Making Australia a Lighter Place

A lot has been said, researched and written about the problems associated with excess body weight. There are a myriad of health issues, ranging from cardiovascular disease to diabetes, linked to being overweight and obese.

Personally I always thought the public alarm was a bit heavy-handed and that, as a nation, we were in pretty good shape. I now have to confess that I have changed my mind.

Over the past week I have been making an effort to note the number of people I see who could be considered overweight. It turns out most of us are heavier than we should be. Not dangerously or morbidly so, but it is clear almost all of us could afford to lose a few kilos.

Of course, non-scientific studies such as this should begin at home and upon honest reflection, I am in exactly the same boat as too many other Australians.

Too much food and too little exercise has resulted in too much weight. That’s why Australia ranks as one of the fattest nations in the world with more than 60 per cent of us identified as being overweight.

I consider myself to be a healthy individual. I don’t smoke, I drink alcohol in moderation and try to exercise most days. Indeed, exercise has been a key part of my life since I was a full-time athlete back in the late ‘80s. I even wrote a children’s book about staying fit and healthy, yet I now find myself heavier than I should be.

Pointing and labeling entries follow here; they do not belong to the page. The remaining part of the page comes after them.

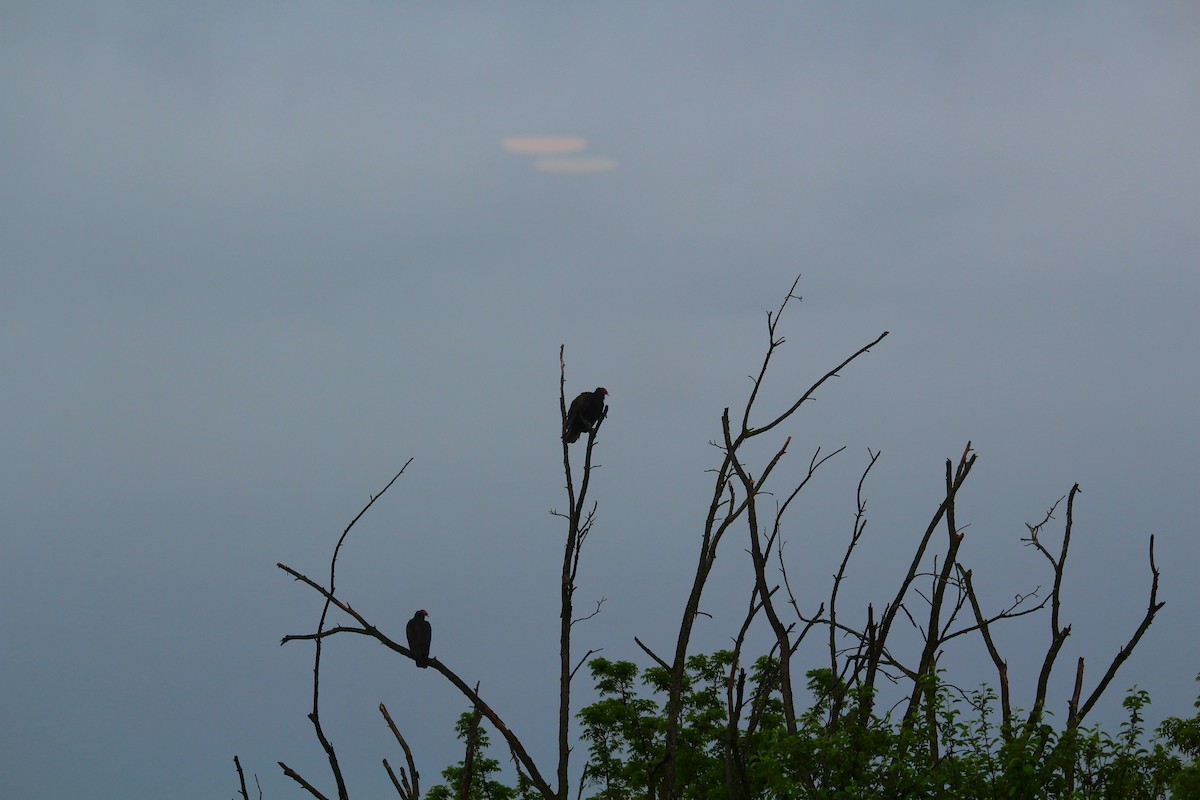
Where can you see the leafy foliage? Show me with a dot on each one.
(845, 752)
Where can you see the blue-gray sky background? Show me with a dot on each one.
(255, 257)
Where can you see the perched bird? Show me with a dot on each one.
(419, 635)
(585, 411)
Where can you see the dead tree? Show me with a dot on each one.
(579, 525)
(726, 507)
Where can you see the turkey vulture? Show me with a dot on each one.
(586, 410)
(419, 635)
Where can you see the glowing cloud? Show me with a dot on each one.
(544, 145)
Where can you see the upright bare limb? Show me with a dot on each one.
(408, 789)
(579, 524)
(366, 629)
(724, 510)
(315, 715)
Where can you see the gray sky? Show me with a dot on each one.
(257, 257)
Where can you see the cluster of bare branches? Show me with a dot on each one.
(858, 656)
(937, 602)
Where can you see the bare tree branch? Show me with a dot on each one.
(409, 791)
(295, 776)
(367, 629)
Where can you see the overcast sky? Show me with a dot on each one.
(256, 257)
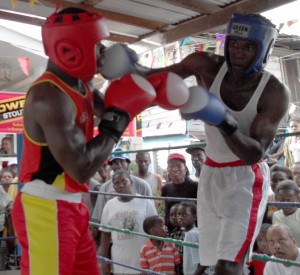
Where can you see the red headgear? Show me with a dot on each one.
(69, 41)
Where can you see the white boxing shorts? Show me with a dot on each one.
(231, 202)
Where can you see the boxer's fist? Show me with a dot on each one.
(210, 109)
(171, 91)
(123, 100)
(118, 60)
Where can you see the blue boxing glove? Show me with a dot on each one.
(210, 109)
(118, 60)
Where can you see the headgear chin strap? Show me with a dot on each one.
(255, 28)
(70, 39)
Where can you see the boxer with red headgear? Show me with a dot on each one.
(242, 110)
(60, 153)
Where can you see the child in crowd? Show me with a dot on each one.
(177, 233)
(186, 218)
(261, 247)
(157, 255)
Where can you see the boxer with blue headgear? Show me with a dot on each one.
(254, 28)
(242, 105)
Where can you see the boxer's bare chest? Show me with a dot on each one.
(236, 93)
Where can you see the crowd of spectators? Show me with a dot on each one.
(177, 220)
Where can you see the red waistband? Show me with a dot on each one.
(210, 162)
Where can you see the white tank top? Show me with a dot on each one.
(216, 148)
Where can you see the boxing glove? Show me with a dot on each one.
(210, 109)
(117, 60)
(123, 100)
(171, 91)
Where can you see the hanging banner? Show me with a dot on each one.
(11, 112)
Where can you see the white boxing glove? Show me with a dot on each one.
(118, 60)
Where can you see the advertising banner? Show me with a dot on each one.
(11, 112)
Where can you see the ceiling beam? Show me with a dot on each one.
(22, 18)
(122, 38)
(195, 5)
(110, 15)
(206, 22)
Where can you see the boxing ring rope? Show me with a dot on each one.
(266, 258)
(129, 232)
(144, 271)
(271, 203)
(143, 197)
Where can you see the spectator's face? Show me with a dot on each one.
(185, 217)
(294, 126)
(262, 243)
(296, 173)
(7, 177)
(160, 229)
(287, 195)
(281, 245)
(119, 164)
(177, 171)
(198, 158)
(6, 146)
(173, 216)
(277, 177)
(143, 161)
(122, 184)
(104, 172)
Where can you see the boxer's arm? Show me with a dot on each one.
(272, 107)
(49, 118)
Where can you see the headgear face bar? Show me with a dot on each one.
(255, 28)
(70, 39)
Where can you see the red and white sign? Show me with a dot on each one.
(11, 112)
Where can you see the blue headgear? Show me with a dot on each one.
(114, 155)
(255, 28)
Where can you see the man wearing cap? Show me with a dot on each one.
(198, 156)
(180, 183)
(118, 160)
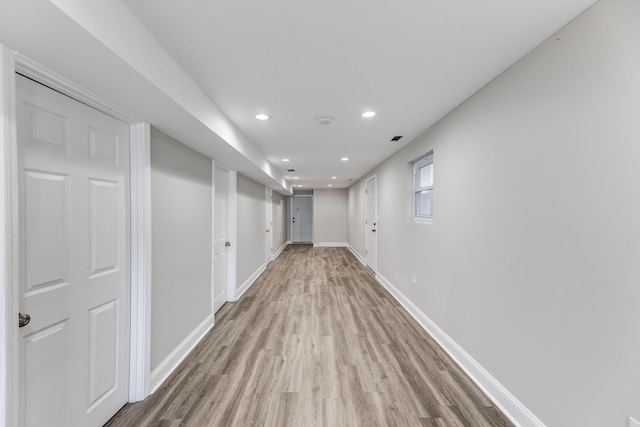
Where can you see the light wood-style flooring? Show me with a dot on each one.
(316, 341)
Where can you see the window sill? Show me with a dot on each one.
(423, 220)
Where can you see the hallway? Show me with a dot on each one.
(315, 341)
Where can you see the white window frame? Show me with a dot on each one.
(423, 161)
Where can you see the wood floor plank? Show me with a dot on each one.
(316, 341)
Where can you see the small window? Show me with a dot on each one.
(423, 188)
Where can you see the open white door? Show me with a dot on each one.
(220, 241)
(73, 180)
(371, 223)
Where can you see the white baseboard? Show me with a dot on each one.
(247, 283)
(331, 245)
(504, 400)
(357, 255)
(162, 372)
(279, 251)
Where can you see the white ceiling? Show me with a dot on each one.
(411, 61)
(200, 70)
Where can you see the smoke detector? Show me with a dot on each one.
(324, 120)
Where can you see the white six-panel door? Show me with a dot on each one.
(221, 189)
(74, 260)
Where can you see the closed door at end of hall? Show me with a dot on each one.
(302, 219)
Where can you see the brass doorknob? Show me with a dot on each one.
(23, 319)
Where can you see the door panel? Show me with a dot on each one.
(372, 223)
(221, 178)
(302, 219)
(74, 260)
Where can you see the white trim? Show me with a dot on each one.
(43, 75)
(251, 280)
(9, 337)
(213, 239)
(504, 400)
(140, 232)
(168, 365)
(140, 352)
(269, 225)
(331, 245)
(357, 255)
(232, 236)
(279, 251)
(366, 217)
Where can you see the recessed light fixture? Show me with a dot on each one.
(324, 120)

Under those circumstances it is easy to understand how someone who hasn’t been so committed to maintaining a healthy lifestyle finds themselves in a dangerously unhealthy position.

The risk attached to such a circumstance is not just to the individual concerned. Excess personal weight is a massive additional cost for our communities in terms of health costs and loss of productivity.

But there are other costs that are seldom considered when discussing Australia’s great weight crisis. Every obesity-associated premature death is a mother, father or grandparent that is no longer around to offer support, guidance and advice to the next generation. There are also psychological consequences attached to being overweight with obesity linked to depression and anxiety. This is particularly true of young women, many of whom have media-led unrealistic body image expectations.

However, unlike many other national problems, the answer to the weight crisis is a pretty simple one. If you are overweight, the chances are it is not because of some genetic disorder or thyroid problem. It is more likely to be a result of fast food and lack of exercise. Enjoy less of the former and more of the latter and the problem (and the kilograms) will often disappear.

Unlike in generations past, being fat is not the sign of a prosperous life, it is more likely to be a sign of a shorter one and it is about time we spoke plainly about it.

Rather than making excuses for our accumulation of lard, we need to recognise that poor individual choices are most often the cause and society shouldn’t be expected to pick up the tab.

Starting today, I’ll be doing my bit to make Australia a lighter place. If you need to, I hope you will do the same.